"Shaping the Scientific Hypothesis Generation Process through the Design of Visual Analysis Tools"
Monday, May 22, 2017 at 2:00 P.M.
Lubrano Room 477 (CIT 4th Floor)
I will present a set of findings and methods that help advance the design of visual analysis tools for scientific reasoning. It is well established that visual analysis tools can facilitate data analysis and insight generation in many data-intensive applications. However, relatively less work has been done to explore how these tools could facilitate more complex reasoning processes, such as the generation of hypotheses in scientific research.
In the first part of the talk, I will present results that show we can improve the quality of analysis and decision making during hypothesis generation through appropriate choices of visual encodings and visual structures to represent the data. Specifically, I will discuss how the choice of visual variables influences the perception of uncertainty in graphs and how an augmented word tree visualization can help the user overcome biases that arise during sequential processing of text data.

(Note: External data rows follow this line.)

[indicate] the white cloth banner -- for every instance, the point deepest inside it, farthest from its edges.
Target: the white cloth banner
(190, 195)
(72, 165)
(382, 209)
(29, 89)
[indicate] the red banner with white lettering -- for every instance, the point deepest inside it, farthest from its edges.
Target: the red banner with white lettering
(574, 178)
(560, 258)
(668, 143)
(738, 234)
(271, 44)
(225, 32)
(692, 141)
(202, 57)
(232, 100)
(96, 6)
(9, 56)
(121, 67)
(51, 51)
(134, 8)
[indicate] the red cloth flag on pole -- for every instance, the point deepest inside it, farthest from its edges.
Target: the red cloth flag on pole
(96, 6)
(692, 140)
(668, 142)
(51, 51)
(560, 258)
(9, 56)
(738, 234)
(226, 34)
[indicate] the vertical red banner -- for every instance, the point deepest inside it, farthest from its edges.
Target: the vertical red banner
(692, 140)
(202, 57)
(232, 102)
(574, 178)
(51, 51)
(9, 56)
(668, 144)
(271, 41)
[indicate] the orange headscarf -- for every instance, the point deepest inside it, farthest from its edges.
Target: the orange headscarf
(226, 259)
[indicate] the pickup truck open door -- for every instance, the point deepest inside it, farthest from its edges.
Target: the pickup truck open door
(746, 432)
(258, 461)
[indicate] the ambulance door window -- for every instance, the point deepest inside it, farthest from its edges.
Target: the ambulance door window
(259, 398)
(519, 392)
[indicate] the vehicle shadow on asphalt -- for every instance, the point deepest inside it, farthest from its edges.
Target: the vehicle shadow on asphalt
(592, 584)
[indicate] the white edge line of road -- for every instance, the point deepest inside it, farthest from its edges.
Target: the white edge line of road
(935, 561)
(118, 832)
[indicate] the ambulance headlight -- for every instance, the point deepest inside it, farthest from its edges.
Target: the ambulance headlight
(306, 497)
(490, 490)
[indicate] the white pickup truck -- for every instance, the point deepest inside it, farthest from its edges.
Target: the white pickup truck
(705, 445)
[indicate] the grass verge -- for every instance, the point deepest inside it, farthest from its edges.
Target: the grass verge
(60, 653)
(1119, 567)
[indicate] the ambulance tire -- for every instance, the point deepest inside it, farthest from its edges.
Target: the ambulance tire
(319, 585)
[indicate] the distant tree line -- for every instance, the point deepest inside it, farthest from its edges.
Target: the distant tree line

These generalizable findings can lead to deeper understanding of the interaction between the human mind and the visual analysis tools during scientific reasoning. Such an understanding can be translated into design guidelines that will enable visualization researchers and practitioners to design more effective visual analysis tools for other scientific domains and reasoning tasks.
A challenge that accompanies the design of visual analysis tools for supporting reasoning is the difficulty in evaluating the utility of such tools. Thus, in the second part of the talk, I will introduce a novel evaluation approach, motivated by the benefits and limitations of the standard insight-based evaluation. Our approach helps visualization designers pinpoint insight-generating analysis activities by extracting and correlating common interaction patterns with quantified user insights. I will briefly discuss how we applied the evaluation approach to characterize how users accomplish analysis tasks using two visual interfaces and how the evaluation approach can increase the pace of evaluating and improving such interfaces.